The trees have finally gotten dressed. They almost overslept. Or maybe they were right on time, but I was late in noticing. The garden goes in the ground when the oak’s leaf is the size of a squirrel’s paw, they say, but never before the tenth of May. We keep time and count the moons. We plant in signs, and we notice and watchfully wait for change, and sometimes it still sneaks right up on us.
The same summer storm can be a blessing or a curse. Dry wells and parched corn bring praying for that blessed baptism through a cloud of dust. Months of rain and the tease of thinking there would be clear skies to get up that hay, might bring a cussin on those same clouds.
The oak’s leaf is much bigger than a squirrel’s paw now, and I feel almost late getting any seeds in the dirt. The trees almost overslept but then jumped right up and made it out right on time, I reckon. The garden was just plowed this weekend, and we watched as it rained about two inches on top of the freshly tilled earth, making it unadvisable to venture into the deep wetness. Fallow ground, itching for seed, weeping with skyfall.
Change can creep up and not be noticed until it’s already worn a new place. One day, all of a sudden, the leaves are on the trees.
The garden is different this year. It has always been planted in the same spot, next to the cornfield, but this year, we put it on the other side of the house.

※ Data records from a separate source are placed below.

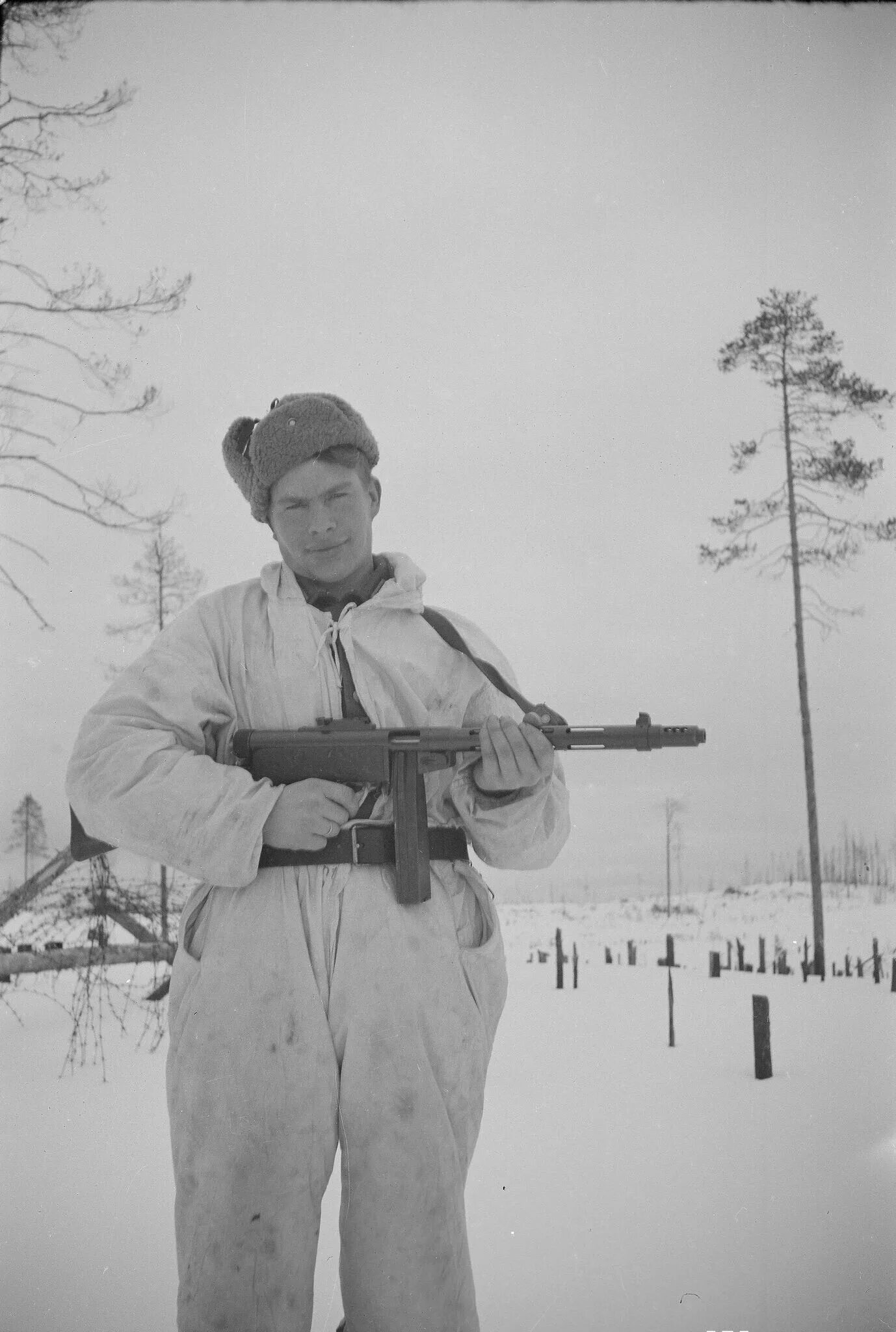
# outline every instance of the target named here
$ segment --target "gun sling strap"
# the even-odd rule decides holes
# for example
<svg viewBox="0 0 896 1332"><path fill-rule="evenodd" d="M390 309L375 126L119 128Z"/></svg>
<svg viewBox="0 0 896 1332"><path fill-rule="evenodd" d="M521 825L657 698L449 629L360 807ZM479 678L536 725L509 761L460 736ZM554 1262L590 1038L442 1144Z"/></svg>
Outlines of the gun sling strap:
<svg viewBox="0 0 896 1332"><path fill-rule="evenodd" d="M538 706L530 703L529 699L519 693L518 689L505 679L501 671L491 665L491 662L485 661L482 657L474 655L470 651L462 634L454 627L451 621L438 610L433 610L431 606L423 607L423 619L439 635L439 638L453 647L454 651L461 653L463 657L469 658L473 665L486 677L486 679L495 686L499 693L511 698L525 713L539 713L541 715L547 714L547 718L553 726L564 726L566 719L555 713L546 703L539 703ZM345 654L339 654L341 667L343 673L349 669ZM350 673L349 673L350 674ZM343 697L351 695L351 689L343 689ZM422 777L419 778L422 785ZM373 793L371 793L373 794ZM369 798L370 801L370 798ZM370 802L371 803L371 802ZM365 802L365 806L367 802ZM89 860L95 855L103 855L105 851L112 851L114 847L108 842L101 842L97 838L92 838L83 827L75 810L69 809L72 817L72 834L71 834L71 850L72 858L75 860ZM358 810L361 819L366 817L369 809L363 807ZM358 823L358 832L354 834L351 829L346 829L337 836L330 838L325 847L320 851L292 851L282 850L280 847L265 846L261 850L261 859L258 862L258 868L268 868L270 866L282 864L394 864L395 863L395 839L394 830L389 825L365 825ZM374 829L379 830L383 835L375 836ZM451 834L451 836L442 846L443 834ZM466 838L461 829L442 829L430 827L427 829L429 839L429 859L430 860L466 860L469 859L466 850ZM422 847L421 847L422 850ZM375 856L375 859L374 859Z"/></svg>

Regarding the muddy, as yet uncharted map of meals, my eyes were drawn to the oak that shades it.
This oak. I reckon it’s about 100 years old. Daddy was born in ’29, and he said it was a little tree when he was a little boy. I can’t allow as it’s changed much in my lifetime, but as I count my age, it must have. Slow, though, like a creep, see?
When the three sons were small, a tree house was built. Old pallets and a collapsing feed trough were torn apart to supply the wood that proudly wrapped itself around the giant trunk of the old oak tree. Thirteen feet from the ground and up a ladder that led to a staircase, the treehouse embraced the aging oak like a father. Games were played, and snacks were eaten there beneath the loving canopy of leaves, draping over the fleeting moments there. When the boys’ friends came over, it was the first thing they couldn’t wait to show off. Come see my treehouse! The oak and her branches, with their shawl of green, watched the boys and protected them from the sun. Like a blanket over a baby, the treehouse was soon outgrown.
When the boys were small, I often climbed the treehouse to be with them, hiding beside them in the emerald, intimate shroud. Blankets were laid and books were read, and I reveled even then in the peace of the day. Last summer I climbed the treehouse again, and noticed the floor was rotting. The trapdoor that went over the steps was warped. It wouldn’t be much longer.
This spring, all at once like a slap, the front of the treehouse collapsed. There was no warning or announcement prior, that we might have made ready, for whom on earth would it have come from? Time goes on and changes happen before you notice them… and then you do.
The boy who drove toy tractors in that treehouse is graduating high school next week. It is impossible not to consider the poetic irony that at the end of his high school career, the treehouse of his childhood has finally gasped its last and begun its collapse. Change drips everywhere.
The falling treehouse, still hangs onto its spot and overlooks a new garden now. A new spot and chance for life. What perfect, accidental timing.
Sitting on the porch Sunday, in between rain showers, a red bird flitted down onto the grass beside the fresh dirt of the garden. Plowed and disturbed from its comfort state, but thus allowing seed the hope of bearing fruit, the new dirt enticed the red bird. I watched for a long time as he peeped and dotted and peered and jumped all around the turned soil. He knows something’s about to happen, I thought.
I thought of the old superstition about seeing a red bird, that it’s a visit from the dead. I smiled out loud and almost said, “Hi, Mommy.”
It’s time to get up and get dressed.